At Haven Hill he cares for the mares and weans the babies and breaks the yearlings and marches them to the racetrack. "He could have gone away many times to train a public stable, but he liked home," says Lady Louise. "He knew when he married me that I didn't like racetrack life. I'm just not suited for it. So many people on the racetrack are like nomads. Most people know us here. I have my church. We're part of a community."
Stevens remained so resolutely tied to his geography that if a good horse came into his hands, one too good for a River Downs, he might send him to a trainer at a better track. But not always. "I had some horses that were good that I kept around just because the people who owned them lived here and liked to see them run," Stevens says. "They didn't care about earnings. That's one reason why I won so many races at Churchill Downs, even more at River Downs. I had the best horses—shoot, I had horses that could win anywhere."
Rockhill Native was a good young horse he didn't give away, thanks to the amiability of Harry Oak. Oak, 69, was operations manager of United Parcel Service's Blue Label air service until he retired five years ago. His wife, Margaret, whose father was a blacksmith and farrier, urged him to get into racing. He bought Margaret a horse and liked it so much he got one himself in 1975, a yearling he called Tony's Game. He turned out to be a useful sort, winning a small stakes for Oak at River Downs. When he lost Tony's Game for $30,000 in a claiming race in 1978, Oak put the money in a bank. A few months later he and Stevens attended the September yearling sales at Keeneland. They had the $30,000 and decided not to spend a dime more. "We didn't get the first eight or 10 horses we bid on," Stevens says.
The next one they liked was a nice-looking little colt by Our Native out of Beanery, a daughter of the 1958 Belmont Stakes winner, Cavan. When the bidding stopped at $26,000, Harry Oak found himself with one slightly pudgy chestnut horse and $4,000 left over. "We said, 'Let's go,' " Stevens says. They gelded him right away—as Stevens does a lot of his colts, because, he says, it settles them down—and called him Rockhill Native. When time came to race him, Stevens didn't let him get away. "I just decided one day, made up my mind," he says. "If this is a good horse, then I'm going to have him. I'm going to have one good one in my lifetime, and I ain't going to send him to nobody else."
By the end of 1979, Rockhill Native had won six of nine starts, including the Sapling Stakes, the Belmont Futurity and the Cowdin, had earned $267,112 and, as noted, had been voted the best 2-year-old male in America.

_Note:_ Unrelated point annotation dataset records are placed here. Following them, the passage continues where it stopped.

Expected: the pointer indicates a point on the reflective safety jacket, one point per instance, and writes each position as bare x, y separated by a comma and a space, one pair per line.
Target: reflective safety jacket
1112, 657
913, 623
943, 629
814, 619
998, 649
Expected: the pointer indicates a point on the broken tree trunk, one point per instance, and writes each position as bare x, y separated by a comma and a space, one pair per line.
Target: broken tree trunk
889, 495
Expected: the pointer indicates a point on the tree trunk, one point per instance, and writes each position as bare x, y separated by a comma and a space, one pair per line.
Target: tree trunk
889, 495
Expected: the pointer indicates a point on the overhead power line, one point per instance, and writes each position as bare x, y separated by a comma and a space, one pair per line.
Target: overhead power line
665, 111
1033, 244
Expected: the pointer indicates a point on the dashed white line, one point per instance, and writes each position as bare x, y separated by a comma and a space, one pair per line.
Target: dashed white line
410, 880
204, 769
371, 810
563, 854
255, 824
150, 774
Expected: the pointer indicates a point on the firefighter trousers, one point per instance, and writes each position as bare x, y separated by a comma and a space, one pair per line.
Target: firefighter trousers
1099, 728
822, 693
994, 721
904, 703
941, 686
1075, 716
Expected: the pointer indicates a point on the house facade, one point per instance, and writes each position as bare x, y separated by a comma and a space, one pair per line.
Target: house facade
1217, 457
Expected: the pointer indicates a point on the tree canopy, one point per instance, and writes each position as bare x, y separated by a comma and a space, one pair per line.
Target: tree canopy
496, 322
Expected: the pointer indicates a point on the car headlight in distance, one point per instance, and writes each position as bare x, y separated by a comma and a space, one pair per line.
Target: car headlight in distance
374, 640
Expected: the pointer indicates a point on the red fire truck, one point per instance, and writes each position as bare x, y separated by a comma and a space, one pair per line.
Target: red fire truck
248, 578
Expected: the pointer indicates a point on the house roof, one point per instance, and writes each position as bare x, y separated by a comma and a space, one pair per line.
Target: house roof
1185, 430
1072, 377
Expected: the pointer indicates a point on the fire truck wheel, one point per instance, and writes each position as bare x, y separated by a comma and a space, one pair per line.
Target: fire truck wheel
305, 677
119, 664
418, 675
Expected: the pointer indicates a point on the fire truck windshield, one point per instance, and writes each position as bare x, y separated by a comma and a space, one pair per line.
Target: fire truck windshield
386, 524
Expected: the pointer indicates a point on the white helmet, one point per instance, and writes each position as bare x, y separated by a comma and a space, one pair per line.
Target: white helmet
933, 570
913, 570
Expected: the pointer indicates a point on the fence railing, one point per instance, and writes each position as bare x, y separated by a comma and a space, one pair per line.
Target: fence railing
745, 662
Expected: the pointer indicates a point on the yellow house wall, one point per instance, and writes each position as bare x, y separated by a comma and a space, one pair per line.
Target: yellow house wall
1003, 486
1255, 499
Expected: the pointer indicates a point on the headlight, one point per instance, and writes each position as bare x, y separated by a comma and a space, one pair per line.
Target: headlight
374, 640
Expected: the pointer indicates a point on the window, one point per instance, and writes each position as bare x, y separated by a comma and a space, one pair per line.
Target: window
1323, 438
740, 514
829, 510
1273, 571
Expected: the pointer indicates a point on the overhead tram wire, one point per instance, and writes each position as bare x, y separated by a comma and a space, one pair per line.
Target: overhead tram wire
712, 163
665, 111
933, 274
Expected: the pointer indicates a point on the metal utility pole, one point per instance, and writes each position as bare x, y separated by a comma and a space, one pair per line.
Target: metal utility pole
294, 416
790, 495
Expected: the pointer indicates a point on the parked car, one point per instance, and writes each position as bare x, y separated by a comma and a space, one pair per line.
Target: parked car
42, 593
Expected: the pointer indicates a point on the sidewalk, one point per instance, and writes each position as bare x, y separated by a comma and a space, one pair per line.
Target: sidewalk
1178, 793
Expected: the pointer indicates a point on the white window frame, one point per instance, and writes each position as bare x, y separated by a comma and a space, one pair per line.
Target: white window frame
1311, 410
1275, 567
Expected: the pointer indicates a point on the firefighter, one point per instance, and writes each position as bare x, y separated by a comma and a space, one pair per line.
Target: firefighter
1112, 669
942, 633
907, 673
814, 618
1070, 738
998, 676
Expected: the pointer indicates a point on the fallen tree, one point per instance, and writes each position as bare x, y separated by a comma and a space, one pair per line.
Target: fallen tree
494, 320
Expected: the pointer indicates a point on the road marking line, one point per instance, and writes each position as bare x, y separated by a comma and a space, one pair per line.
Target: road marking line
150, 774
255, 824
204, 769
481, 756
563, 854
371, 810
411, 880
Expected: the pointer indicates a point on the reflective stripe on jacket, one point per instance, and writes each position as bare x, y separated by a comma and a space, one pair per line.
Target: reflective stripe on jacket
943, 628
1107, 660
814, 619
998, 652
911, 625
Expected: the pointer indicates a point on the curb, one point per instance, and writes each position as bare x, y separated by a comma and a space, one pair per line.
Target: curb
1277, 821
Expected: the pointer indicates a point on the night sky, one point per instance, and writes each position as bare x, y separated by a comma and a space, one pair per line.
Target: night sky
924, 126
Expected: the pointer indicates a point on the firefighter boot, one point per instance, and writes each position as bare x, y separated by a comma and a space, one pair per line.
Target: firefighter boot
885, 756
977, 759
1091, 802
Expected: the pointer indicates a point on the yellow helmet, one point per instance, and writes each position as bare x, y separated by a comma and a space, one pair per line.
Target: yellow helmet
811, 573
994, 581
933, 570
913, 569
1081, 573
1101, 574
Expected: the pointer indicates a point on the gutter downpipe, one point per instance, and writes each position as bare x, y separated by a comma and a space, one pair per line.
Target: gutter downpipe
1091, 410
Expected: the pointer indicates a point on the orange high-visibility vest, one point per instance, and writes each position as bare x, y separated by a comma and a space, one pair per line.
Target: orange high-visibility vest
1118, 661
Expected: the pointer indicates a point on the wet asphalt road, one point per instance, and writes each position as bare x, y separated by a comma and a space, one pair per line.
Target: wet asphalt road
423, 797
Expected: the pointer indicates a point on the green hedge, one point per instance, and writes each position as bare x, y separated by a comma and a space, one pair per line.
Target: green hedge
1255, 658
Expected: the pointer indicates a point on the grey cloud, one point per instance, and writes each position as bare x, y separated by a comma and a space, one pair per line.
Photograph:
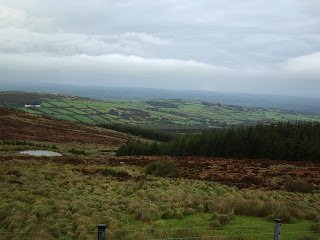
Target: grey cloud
239, 46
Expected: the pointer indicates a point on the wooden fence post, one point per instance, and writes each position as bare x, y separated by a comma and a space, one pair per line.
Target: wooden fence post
277, 229
102, 232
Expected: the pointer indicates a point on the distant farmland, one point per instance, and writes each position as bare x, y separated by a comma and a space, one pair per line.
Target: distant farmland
155, 113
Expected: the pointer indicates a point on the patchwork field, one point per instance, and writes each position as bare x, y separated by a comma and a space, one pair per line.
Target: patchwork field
203, 198
169, 112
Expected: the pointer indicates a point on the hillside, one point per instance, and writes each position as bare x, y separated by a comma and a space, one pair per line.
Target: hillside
288, 103
161, 113
19, 125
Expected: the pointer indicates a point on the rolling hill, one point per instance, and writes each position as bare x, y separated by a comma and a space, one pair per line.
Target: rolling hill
159, 113
22, 126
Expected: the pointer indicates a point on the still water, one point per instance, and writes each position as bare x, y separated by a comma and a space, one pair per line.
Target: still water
41, 153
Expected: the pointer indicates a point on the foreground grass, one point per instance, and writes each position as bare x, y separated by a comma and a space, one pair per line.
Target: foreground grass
67, 201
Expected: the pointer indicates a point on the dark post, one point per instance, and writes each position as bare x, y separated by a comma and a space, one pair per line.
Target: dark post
277, 229
102, 232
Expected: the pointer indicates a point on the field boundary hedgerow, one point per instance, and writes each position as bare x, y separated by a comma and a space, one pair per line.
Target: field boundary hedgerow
103, 232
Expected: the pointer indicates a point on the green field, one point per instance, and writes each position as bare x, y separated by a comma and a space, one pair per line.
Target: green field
162, 112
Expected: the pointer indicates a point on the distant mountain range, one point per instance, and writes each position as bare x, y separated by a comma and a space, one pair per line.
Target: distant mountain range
289, 103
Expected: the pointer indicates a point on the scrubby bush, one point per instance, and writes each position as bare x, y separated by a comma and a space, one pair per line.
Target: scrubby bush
72, 160
308, 237
109, 172
164, 168
299, 186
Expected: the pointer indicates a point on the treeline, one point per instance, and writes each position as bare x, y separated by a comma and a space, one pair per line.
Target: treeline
288, 141
139, 131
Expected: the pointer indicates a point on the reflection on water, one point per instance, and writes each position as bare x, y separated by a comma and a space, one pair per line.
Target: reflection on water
41, 153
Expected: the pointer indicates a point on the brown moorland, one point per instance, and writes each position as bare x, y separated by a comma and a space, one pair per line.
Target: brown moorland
243, 173
18, 125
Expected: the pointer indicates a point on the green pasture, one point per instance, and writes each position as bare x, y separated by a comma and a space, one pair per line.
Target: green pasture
162, 112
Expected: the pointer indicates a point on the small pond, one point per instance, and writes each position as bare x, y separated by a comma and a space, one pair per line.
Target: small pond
41, 153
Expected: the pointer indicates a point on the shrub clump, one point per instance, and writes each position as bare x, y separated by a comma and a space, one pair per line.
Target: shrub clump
300, 186
164, 168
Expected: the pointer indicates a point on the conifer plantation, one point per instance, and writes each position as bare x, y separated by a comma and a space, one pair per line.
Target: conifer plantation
298, 141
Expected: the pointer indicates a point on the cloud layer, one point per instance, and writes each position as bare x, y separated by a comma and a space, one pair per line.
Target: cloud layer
232, 46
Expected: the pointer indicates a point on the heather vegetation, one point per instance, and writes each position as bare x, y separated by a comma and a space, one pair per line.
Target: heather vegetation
288, 141
54, 199
163, 114
139, 131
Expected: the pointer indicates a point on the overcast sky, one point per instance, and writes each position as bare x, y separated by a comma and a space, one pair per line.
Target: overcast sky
253, 46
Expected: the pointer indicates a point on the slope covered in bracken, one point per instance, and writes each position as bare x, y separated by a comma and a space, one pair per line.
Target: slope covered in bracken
18, 125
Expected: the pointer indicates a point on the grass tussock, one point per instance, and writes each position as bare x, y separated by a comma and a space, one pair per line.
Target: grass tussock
67, 204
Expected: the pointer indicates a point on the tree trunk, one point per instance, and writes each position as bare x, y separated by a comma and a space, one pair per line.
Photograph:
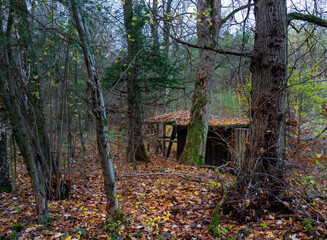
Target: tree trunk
135, 148
24, 142
265, 155
208, 26
11, 94
5, 185
99, 112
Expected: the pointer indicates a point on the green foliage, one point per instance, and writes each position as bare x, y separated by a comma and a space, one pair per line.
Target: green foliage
149, 67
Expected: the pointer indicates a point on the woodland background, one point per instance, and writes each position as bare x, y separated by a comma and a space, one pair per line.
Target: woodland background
79, 78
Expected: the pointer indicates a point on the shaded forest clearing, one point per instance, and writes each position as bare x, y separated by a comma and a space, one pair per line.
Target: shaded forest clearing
160, 200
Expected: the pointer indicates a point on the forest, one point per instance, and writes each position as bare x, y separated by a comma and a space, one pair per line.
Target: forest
163, 119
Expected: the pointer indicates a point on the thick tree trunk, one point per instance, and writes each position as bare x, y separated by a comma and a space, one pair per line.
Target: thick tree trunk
265, 156
208, 26
11, 94
99, 112
24, 142
135, 149
5, 185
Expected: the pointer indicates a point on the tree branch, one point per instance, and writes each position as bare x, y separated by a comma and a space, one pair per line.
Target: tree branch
217, 50
306, 17
235, 11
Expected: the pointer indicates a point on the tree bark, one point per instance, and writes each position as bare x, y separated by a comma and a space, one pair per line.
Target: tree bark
208, 26
11, 94
135, 143
98, 109
5, 185
265, 154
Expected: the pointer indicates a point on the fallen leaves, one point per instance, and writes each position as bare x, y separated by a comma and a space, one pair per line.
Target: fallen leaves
155, 206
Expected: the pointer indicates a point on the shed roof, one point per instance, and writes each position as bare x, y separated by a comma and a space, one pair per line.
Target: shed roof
182, 117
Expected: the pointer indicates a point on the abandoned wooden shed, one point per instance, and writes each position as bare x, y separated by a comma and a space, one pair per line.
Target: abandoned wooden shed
225, 140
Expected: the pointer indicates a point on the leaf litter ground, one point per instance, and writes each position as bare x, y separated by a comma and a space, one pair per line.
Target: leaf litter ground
159, 200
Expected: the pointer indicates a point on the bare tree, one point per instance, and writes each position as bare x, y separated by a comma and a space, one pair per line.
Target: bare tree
208, 26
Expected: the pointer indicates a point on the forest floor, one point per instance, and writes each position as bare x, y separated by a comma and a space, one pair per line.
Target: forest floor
159, 200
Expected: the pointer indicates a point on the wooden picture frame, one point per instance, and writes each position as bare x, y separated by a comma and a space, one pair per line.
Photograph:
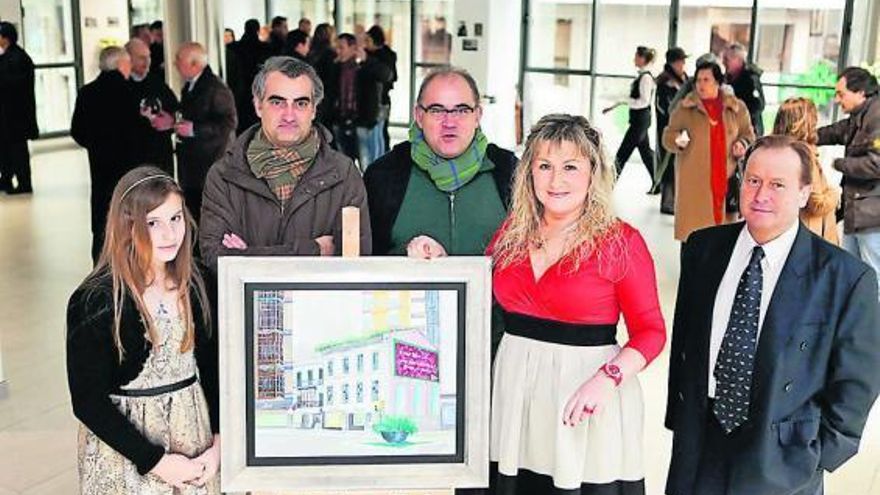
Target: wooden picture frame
407, 339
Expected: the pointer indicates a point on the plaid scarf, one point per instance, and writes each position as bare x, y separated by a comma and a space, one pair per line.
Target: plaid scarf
449, 174
282, 167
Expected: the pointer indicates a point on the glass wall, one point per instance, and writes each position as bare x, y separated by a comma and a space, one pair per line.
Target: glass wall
317, 11
47, 35
796, 44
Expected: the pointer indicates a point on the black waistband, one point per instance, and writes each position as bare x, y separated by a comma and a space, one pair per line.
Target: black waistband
559, 332
164, 389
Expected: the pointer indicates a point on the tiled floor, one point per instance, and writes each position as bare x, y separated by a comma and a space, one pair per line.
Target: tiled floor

Rocky, as Stevens calls the gelding now, came to 1980 as the winter-book favorite for the Derby. The horse had been a dream to train, and Oak had needed no training whatever. "One whale of a fine fellow," says Stevens. "You get an owner who's had as much success as he's had, and as quickly as he's had it, they get smarter than everybody and want to tell the trainer everything, but I say to him, 'Well, what do you think we should do now?' And he says, 'Don't ask me. By God, you're running this show.' All he wants me to do is tell him what I'm going to do so he can make reservations. He won't even offer an opinion."
The two men went their placid way. unruffled by what happened in Florida, where Rockhill Native won an allowance race and the Everglades but got whipped by 12 lengths in the Bahamas by Irish Tower, and got thumped again in the Flamingo, finishing third, six lengths behind Superbity.
Many wrote him off after that, but Stevens never gave up on him, insisting that nothing had been wrong with the horse, that the Hialeah racing surface had done him in. So he brought him back home to Keeneland, aiming for the Blue Grass. He won a prep race by almost seven, and he thrived in the bracing Kentucky air. "He's done good since he got home," Stevens said before the Blue Grass. "I don't think the horse could do any better, look any better. He got a little bloom on him. I expect him to win."
Which he did, earning $84,207.50, and in a manner suggesting that he is as good as he ever was, if not better, and that he'll take a lot of beating at the Downs. Oldham rode him superbly. "I told him to ride the horse the way the race comes up," Stevens says. "No use me confusing him by telling him how to ride a horse I've never been on." Oldham followed instructions perfectly. Rockhill Native was on the rail going to the first turn, with Doonesbury threatening to pinch him on the fence, but Oldham went on with his horse, letting him roll to the lead and relax.
"He can run on the lead," Oldham says, "so I wasn't concerned to find us there. What I like about him is he picks it up on his own. When he does that, I've got to let him do his thing."